Liverpool Central Library hosted a night of tender folk as part the Get It Loud in Libraries project, Getintothis’ Simon Kirk was there to soak up the action in a welcome change of scenery.
Hailing from Ontario, Canada under the moniker of The Weather Station, singer-songwriter, Tamara Lindeman, has been a purveyor of elusive folk numbers for the last ten years, rising to prominence with her 2015 album, Loyalty.
It’s a record filled with intricate finger-picking guitar and local themes, delivered with a woodsy finesse. A nice Sunday morning record that occupied the decks in between Paradise of Bachelors label mate, Steve Gunn, and the majestic William Tyler.
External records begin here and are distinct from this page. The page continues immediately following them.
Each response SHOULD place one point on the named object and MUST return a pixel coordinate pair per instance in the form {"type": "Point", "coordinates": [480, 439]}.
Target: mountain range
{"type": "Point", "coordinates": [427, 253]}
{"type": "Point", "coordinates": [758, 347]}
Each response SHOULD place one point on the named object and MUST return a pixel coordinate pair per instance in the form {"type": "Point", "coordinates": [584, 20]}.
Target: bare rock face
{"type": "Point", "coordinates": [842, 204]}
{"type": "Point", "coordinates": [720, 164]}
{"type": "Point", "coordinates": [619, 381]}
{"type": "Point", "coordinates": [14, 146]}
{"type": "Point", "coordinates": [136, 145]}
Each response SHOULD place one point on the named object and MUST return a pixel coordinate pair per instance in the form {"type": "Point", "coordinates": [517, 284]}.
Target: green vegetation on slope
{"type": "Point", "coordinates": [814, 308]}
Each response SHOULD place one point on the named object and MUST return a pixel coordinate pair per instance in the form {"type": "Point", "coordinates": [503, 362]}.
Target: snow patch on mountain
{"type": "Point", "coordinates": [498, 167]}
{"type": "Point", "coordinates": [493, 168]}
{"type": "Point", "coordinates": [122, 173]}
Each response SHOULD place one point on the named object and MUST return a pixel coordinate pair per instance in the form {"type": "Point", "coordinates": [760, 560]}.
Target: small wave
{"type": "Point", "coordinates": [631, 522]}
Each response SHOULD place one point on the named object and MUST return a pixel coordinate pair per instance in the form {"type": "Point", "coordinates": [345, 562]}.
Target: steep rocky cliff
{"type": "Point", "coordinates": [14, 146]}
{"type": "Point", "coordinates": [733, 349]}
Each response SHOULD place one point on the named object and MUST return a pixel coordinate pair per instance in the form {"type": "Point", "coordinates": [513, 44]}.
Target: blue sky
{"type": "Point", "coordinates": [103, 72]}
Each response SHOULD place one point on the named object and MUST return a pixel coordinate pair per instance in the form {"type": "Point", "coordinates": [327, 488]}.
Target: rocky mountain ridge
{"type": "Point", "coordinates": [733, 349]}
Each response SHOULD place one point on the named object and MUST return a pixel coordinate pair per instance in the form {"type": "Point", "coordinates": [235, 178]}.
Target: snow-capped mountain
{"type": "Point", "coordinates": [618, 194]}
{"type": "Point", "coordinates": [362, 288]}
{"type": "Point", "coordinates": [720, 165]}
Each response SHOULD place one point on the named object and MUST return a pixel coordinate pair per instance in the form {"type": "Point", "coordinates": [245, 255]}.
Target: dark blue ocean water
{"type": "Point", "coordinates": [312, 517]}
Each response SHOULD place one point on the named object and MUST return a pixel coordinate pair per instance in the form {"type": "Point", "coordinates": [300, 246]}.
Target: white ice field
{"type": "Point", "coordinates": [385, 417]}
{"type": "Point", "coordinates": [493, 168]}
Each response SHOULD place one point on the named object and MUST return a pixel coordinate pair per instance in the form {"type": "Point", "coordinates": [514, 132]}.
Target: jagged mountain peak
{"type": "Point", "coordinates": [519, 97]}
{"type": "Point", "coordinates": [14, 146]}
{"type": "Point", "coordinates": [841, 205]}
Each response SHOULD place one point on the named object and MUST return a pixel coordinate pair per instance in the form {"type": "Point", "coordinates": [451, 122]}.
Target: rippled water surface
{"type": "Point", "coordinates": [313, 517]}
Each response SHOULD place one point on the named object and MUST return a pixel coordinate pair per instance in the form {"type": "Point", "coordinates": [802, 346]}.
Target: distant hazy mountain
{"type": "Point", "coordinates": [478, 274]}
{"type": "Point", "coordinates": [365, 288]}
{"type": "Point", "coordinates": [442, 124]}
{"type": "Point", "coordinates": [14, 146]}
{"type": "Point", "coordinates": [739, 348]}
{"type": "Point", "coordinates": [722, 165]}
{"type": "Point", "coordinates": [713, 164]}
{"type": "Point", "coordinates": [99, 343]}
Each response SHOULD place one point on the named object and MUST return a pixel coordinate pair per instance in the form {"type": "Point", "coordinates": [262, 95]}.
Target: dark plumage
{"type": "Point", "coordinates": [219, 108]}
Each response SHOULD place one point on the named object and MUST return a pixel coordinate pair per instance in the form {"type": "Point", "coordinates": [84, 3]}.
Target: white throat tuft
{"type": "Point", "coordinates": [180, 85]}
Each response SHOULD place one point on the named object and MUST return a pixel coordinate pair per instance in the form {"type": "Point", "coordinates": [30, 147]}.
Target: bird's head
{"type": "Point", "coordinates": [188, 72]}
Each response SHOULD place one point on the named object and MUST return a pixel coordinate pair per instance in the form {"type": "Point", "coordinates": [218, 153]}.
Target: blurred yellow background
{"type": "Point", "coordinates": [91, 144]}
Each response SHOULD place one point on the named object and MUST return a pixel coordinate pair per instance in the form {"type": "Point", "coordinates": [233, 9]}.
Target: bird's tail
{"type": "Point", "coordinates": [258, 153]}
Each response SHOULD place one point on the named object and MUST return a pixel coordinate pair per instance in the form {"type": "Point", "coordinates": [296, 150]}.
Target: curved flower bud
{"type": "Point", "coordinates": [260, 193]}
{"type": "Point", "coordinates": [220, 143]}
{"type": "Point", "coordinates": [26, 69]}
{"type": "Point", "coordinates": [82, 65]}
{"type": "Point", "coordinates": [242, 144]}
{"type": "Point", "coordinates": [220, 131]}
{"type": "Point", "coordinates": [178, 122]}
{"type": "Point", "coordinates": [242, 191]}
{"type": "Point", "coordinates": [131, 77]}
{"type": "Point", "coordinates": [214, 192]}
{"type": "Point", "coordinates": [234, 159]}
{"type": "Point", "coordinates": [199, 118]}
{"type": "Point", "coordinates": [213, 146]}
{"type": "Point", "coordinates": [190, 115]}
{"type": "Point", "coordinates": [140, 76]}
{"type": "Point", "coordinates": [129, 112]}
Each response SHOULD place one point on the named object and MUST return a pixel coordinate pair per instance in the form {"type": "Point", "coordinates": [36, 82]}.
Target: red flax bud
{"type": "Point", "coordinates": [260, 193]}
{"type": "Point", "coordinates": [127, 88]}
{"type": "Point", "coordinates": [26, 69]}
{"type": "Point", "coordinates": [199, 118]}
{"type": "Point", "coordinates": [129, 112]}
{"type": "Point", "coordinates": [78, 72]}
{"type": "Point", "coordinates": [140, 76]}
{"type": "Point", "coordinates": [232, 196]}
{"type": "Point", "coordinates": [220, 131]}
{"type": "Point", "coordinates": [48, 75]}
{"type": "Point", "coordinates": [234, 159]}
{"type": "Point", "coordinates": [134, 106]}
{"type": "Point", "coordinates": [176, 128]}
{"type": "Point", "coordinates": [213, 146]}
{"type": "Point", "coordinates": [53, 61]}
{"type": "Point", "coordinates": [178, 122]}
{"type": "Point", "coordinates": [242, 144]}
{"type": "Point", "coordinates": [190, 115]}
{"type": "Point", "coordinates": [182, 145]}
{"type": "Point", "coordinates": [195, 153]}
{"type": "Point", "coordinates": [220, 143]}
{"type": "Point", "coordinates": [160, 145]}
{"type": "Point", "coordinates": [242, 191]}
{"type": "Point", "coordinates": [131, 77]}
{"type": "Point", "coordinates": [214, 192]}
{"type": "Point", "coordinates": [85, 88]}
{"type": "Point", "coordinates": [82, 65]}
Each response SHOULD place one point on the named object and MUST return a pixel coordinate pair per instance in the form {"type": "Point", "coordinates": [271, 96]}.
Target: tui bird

While Loyalty was the high point of her discography, the EP which followed in 2016, What Am I Going to Do With Everything I Know, began a shift in Lindeman’s approach. While still holding folkish leanings, there was a slight shift to a more alt-country sound, with sparse steel guitars adding a new dimension to her ideas.
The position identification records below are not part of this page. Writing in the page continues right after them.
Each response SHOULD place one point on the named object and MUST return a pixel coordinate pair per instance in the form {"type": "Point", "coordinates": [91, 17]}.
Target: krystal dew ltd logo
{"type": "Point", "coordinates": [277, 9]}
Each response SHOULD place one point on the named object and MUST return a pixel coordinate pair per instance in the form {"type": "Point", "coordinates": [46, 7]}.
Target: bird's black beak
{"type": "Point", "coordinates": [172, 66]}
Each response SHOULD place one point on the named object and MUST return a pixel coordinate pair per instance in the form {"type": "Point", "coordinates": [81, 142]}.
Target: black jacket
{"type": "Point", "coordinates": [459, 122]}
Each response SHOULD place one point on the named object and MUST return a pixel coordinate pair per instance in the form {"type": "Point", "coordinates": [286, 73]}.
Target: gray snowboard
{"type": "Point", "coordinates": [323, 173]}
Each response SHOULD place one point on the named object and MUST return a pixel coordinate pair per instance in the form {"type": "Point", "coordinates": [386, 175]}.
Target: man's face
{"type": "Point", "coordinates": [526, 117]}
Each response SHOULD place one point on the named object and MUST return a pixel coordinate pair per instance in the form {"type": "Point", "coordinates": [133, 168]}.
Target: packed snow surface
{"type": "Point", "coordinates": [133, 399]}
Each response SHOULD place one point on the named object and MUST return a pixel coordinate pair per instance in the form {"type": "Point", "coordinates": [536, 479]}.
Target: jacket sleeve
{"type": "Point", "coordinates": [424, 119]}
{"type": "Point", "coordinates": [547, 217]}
The altered approached didn’t stop there. Last year, The Weather Station’s self-titled fourth long-player arrived with Lindeman again moving, this time towards a more electric sound. Those Sunday morning vibes quickly diminished into something more instant.
The modest inflections still remain, with her subjects still very much immersed in a grassroots locality, not too dissimilar to what The Constantines achieved throughout their career. It’s no coincidence, either, as The Constantines’ Steven Lambke has been involved with this project, most notably co-writing Mule in the Flowers.
Prior to seeing the Toronot quartet live, I was interested to see which guise of Tamara Lindeman would be on show; the quiet modest folkster, or the more urgent sounds of her new self-titled album? Further mystery is added given the event is being held at the Liverpool Central Library as part of the Get It Loud in Libraries series.
Amid ergonomically friendly computer chairs and shelves containing an array of children’s books, the scene is a first for me. A marriage of rock ‘n’ roll and a studious public space. To add to this juxtaposition, the smell of coffee fills the nostrils as opposed to the stale smells of beer and piss which usually is the case upon entering the customary venue before a show (as Lindeman highlights later during her set).
Support act and Paradise of Bachelors fellow signees, Red River Dialect, kick-start the evening with their brand of tender folk. The performance coincides with the release of their new album, Broken Stay Open Sky, and I must say, it’s a pleasant surprise to hold an ear to their earnest noise. They conjure up of something reminiscent of early Calexico, Dirty Three and The Go-Betweens. It’s a lovely surprise.
The surprises don’t end there, either. Shortly after, as The Weather Station enter the stage, I notice yet another Constantines connection. Keyboardist, Will Kidman, who assumes the role as Lindeman’s right-hand man through the set. Now those electric sounds noted above start to make sense.
Lindeman begins with two tracks from Loyalty, Personal Eclipse and Way It Is, Way It Could Be. Solid numbers played with consummate ease. Staples from the new album follow, which include Free, You and I (On the Other Side of the World), and Kept It All To Myself.
Sporadically, she interacts with the crowd, attempting to crack several jokes. Members of the small crowd chuckle quietly, appearing more timid than jovial, sub-consciously aware of their surroundings.
There’s a working class stoicism about her songs. Particularly with the fantastic Thirty – the best song she has written to date. This isn’t some pretentious coffeehouse strummer walking through the forest with an acoustic guitar or playing in Greenwich Village to a bunch of hipsters. This feels real.
From front to back, the room captures The Weather Station’s sound perfectly, with the tones reaching the high-ceilings and floating throughout the room. The sparse reverberation of Power reveals just how good the venue holds sound.
The quieter songs are equally enticing, too. Loyalty’s highlight, I Mined, along with Shy Woman and The Most Dangerous Thing About You, seem to have a different energy in the live arena.
The band end with the large electric sound of Tapes – a nice touch to an already impressive set. As displayed throughout the night, Lindeman and her band modestly leave the stage to warm applause.
On record The Weather Station are good. Live, they are a different proposition altogether and a must see act. Red River Dialect. The Weather Station. The venue. A night for all concerned to jump into in the winners’ circle. As James Dean Bradfield of The Manic Street Preachers once sang – “libraries gave us power“. Indeed.